This project focuses on predicting employee attrition using machine learning and estimating the potential financial loss associated with it.
The project is divided into three main parts:
- Attrition Prediction (Classification): This involves building a classification model to predict whether an employee is likely to leave the company.
- Future Salary Prediction (Regression): This involves building a regression model to predict the future salaries of employees likely to stay in the company.
- Estimated Loss Calculation: This part estimates the potential financial loss associated with employee attrition.
The project uses the "IBM HR dataset" containing information about employee demographics, job satisfaction, performance, and attrition status.
Attrition Prediction (Classification):
- A Voting Classifier ensemble is trained on preprocessed data to predict attrition.
Future Salary Prediction (Regression):
- A Voting Regressor ensemble is trained on preprocessed data to predict future salaries of employees likely to stay.

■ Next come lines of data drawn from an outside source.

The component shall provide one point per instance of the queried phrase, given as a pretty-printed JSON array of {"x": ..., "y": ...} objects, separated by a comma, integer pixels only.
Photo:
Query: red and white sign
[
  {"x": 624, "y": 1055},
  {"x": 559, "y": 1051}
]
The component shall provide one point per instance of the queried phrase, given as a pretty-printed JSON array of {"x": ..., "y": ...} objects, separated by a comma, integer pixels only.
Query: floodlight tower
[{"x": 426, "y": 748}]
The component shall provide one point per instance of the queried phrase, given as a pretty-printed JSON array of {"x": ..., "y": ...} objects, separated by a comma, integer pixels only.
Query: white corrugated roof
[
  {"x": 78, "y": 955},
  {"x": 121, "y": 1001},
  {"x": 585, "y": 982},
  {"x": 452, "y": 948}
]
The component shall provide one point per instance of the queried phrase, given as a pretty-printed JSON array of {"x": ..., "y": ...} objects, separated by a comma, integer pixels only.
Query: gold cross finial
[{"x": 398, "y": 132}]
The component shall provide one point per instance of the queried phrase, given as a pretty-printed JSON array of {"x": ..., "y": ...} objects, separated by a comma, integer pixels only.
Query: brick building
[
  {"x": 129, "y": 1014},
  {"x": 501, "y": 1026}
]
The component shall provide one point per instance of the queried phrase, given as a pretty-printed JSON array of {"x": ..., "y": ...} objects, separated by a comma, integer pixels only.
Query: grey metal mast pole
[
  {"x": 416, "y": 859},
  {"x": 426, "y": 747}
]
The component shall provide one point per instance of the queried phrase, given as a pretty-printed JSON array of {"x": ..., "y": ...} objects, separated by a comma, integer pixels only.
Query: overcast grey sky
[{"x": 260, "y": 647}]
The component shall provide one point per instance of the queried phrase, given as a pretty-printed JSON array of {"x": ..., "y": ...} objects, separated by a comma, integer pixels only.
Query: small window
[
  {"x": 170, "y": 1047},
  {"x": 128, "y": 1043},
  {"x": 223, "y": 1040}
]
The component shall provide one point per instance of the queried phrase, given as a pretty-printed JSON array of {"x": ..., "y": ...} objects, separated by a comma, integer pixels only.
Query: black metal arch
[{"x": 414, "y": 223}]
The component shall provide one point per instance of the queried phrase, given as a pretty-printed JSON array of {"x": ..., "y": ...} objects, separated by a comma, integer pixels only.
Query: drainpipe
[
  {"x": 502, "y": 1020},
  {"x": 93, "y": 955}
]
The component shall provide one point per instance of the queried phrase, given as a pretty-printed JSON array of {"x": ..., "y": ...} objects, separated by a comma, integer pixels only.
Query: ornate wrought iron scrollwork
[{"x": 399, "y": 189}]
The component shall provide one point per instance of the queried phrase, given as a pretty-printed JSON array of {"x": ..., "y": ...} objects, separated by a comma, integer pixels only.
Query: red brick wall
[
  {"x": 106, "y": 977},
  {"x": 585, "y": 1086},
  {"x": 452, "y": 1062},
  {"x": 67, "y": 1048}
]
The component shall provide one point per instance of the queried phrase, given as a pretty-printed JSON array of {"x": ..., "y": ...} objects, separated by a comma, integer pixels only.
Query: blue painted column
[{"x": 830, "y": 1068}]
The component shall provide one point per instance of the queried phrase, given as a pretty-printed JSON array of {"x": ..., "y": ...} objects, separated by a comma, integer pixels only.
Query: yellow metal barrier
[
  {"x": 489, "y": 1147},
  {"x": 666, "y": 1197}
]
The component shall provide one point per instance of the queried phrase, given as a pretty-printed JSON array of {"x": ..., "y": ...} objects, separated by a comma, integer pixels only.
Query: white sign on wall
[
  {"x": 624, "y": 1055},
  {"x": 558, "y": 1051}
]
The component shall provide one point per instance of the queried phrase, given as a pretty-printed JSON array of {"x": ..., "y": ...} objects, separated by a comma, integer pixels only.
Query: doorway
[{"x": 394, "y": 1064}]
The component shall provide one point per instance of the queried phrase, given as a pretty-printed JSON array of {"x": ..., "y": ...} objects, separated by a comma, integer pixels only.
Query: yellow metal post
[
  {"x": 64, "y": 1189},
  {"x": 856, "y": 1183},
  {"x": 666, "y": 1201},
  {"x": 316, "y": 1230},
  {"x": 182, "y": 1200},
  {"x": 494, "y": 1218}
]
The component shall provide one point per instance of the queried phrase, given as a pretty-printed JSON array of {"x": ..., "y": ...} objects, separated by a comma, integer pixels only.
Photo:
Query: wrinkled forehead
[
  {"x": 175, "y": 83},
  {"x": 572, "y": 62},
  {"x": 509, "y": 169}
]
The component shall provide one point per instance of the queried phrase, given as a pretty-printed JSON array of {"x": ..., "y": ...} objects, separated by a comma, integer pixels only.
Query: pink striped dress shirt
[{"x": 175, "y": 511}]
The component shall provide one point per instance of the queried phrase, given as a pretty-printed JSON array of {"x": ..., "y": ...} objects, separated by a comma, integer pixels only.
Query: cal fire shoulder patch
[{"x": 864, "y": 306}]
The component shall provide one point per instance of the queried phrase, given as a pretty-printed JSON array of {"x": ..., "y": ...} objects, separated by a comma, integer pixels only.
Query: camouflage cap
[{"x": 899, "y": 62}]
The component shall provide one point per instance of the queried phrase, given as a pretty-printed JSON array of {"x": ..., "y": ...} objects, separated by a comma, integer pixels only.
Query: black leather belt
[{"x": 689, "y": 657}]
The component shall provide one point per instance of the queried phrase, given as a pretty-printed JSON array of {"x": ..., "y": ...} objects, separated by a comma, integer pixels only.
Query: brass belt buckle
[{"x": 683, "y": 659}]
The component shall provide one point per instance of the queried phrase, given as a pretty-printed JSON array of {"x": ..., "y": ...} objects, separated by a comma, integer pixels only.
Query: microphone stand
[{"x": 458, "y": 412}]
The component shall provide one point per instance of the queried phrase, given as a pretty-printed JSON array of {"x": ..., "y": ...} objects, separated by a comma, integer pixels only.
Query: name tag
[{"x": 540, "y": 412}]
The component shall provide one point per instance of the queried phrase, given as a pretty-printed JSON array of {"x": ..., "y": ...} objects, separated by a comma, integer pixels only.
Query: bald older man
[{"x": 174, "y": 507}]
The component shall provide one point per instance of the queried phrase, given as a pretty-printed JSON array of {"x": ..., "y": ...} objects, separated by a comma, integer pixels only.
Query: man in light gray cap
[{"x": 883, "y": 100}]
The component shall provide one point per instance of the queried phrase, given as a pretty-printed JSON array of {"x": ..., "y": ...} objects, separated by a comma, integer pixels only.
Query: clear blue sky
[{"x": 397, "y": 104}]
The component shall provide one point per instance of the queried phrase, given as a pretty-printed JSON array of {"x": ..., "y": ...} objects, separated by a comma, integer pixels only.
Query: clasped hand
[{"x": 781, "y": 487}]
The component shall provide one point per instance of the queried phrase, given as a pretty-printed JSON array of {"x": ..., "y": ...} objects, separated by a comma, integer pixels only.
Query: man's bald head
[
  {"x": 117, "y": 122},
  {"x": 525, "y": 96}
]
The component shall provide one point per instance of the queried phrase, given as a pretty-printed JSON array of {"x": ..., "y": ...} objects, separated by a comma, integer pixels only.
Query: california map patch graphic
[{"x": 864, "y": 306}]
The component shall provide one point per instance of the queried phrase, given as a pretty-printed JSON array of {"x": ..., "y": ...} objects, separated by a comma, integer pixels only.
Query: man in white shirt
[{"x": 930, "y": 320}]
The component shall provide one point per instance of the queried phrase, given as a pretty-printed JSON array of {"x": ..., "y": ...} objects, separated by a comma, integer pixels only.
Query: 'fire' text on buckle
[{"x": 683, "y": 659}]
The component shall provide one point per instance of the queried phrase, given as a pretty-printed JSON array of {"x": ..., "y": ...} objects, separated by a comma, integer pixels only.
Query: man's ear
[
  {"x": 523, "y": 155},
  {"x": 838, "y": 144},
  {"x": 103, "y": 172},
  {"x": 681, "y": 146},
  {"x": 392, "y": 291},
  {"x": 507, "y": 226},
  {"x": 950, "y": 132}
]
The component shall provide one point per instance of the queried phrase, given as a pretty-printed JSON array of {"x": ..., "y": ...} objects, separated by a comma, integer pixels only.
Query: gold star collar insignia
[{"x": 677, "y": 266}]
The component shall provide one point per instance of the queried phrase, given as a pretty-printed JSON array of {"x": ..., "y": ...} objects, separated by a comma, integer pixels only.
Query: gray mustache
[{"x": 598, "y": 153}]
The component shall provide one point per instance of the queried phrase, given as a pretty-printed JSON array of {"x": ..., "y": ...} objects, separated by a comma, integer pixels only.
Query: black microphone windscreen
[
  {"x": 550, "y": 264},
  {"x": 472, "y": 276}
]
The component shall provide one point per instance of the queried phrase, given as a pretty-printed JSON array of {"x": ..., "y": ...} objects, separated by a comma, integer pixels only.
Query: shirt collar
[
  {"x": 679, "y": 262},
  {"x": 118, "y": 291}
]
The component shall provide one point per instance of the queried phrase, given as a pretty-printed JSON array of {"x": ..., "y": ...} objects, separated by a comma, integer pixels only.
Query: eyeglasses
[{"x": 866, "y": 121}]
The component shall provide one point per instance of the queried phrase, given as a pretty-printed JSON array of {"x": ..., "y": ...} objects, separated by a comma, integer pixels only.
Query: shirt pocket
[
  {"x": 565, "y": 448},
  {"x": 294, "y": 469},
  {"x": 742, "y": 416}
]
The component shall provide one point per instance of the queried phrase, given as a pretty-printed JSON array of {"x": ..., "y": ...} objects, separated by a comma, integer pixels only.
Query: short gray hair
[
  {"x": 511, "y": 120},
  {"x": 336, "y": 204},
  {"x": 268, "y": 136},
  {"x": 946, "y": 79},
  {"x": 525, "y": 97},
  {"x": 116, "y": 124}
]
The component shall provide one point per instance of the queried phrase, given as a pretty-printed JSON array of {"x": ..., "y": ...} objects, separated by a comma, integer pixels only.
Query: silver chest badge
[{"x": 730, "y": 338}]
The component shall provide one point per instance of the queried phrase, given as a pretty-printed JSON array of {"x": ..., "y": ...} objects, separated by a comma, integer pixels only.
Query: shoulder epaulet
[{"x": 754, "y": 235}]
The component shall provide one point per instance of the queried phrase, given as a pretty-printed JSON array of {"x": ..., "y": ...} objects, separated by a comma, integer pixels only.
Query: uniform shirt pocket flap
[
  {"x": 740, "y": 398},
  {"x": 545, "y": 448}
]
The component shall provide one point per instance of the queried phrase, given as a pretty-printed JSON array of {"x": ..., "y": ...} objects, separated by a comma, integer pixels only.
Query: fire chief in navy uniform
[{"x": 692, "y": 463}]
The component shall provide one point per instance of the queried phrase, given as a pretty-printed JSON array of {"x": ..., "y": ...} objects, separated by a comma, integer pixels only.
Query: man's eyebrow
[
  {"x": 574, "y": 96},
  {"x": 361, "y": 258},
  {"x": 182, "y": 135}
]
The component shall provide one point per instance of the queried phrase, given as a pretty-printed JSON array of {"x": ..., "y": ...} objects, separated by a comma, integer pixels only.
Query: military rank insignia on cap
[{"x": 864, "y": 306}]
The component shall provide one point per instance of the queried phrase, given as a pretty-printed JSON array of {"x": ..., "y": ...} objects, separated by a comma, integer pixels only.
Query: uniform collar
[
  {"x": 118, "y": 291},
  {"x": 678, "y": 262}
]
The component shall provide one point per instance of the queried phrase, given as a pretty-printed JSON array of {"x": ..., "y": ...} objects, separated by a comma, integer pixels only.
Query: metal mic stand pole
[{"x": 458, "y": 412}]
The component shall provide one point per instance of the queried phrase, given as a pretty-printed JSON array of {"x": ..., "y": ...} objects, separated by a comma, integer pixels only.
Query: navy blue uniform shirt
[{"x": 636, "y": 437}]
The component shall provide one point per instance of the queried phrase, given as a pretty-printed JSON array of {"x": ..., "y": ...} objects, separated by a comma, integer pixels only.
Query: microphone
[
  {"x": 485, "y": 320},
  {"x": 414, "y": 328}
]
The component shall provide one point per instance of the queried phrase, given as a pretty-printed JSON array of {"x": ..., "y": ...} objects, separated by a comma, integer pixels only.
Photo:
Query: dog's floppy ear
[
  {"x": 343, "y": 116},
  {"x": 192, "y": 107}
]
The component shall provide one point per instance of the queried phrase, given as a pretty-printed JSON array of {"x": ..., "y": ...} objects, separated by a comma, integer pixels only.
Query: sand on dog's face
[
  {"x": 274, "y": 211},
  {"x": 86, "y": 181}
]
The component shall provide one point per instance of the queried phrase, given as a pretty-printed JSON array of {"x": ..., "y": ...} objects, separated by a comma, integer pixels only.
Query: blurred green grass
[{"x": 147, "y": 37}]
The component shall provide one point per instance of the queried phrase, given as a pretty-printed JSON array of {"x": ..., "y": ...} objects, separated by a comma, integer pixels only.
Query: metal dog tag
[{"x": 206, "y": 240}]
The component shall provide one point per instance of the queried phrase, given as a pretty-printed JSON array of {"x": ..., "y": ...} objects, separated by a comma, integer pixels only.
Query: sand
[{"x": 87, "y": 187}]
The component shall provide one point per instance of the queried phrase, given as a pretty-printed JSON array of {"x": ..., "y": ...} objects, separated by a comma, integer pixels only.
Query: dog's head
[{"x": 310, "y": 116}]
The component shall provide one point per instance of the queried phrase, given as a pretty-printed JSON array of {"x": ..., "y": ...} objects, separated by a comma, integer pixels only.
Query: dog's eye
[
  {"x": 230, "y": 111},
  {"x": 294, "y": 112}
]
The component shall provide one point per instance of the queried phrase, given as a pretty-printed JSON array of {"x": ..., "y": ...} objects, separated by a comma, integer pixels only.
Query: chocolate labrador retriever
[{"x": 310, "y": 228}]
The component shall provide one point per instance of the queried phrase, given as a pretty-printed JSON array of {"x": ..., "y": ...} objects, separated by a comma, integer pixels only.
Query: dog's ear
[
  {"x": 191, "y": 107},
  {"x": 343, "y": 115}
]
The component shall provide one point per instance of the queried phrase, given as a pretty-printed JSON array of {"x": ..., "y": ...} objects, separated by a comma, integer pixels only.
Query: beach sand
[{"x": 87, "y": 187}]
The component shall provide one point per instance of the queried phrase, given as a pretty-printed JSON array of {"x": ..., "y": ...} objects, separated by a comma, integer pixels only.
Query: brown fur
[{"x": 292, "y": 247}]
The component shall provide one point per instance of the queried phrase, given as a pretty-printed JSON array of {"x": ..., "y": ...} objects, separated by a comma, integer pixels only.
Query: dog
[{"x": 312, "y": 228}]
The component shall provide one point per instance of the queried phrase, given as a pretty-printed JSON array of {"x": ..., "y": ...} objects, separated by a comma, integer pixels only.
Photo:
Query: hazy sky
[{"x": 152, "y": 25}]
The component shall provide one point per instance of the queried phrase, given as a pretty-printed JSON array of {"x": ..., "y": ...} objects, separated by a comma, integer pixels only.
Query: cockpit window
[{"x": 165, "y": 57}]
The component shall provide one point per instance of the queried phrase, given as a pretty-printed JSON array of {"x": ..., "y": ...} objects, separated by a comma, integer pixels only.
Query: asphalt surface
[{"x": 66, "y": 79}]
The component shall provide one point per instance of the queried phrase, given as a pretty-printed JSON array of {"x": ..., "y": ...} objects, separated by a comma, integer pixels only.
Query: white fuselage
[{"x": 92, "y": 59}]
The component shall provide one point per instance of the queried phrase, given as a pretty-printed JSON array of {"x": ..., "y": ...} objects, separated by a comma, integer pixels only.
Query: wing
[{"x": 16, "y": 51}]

Estimated Loss Calculation:
- The expected loss for each employee is calculated and aggregated to estimate the total financial impact of attrition.
- pandas
- numpy
- scikit-learn (including SMOTE, GridSearchCV, and various models)
- xgboost
- imblearn
- seaborn
- matplotlib
- Amancharla Anirudh
- Varshneya Kolla
This project demonstrates the application of machine learning for predicting employee attrition and estimating the associated financial loss. It can be valuable for businesses looking to identify employees at risk and plan accordingly.
- Upload the Dataset
- Import Libraries
- Load the Dataset
- Run the Code Execute the rest of the code in the notebook, including the data preprocessing, model training, evaluation, and estimated loss calculation steps. ( Use google colab or jupyter notebook)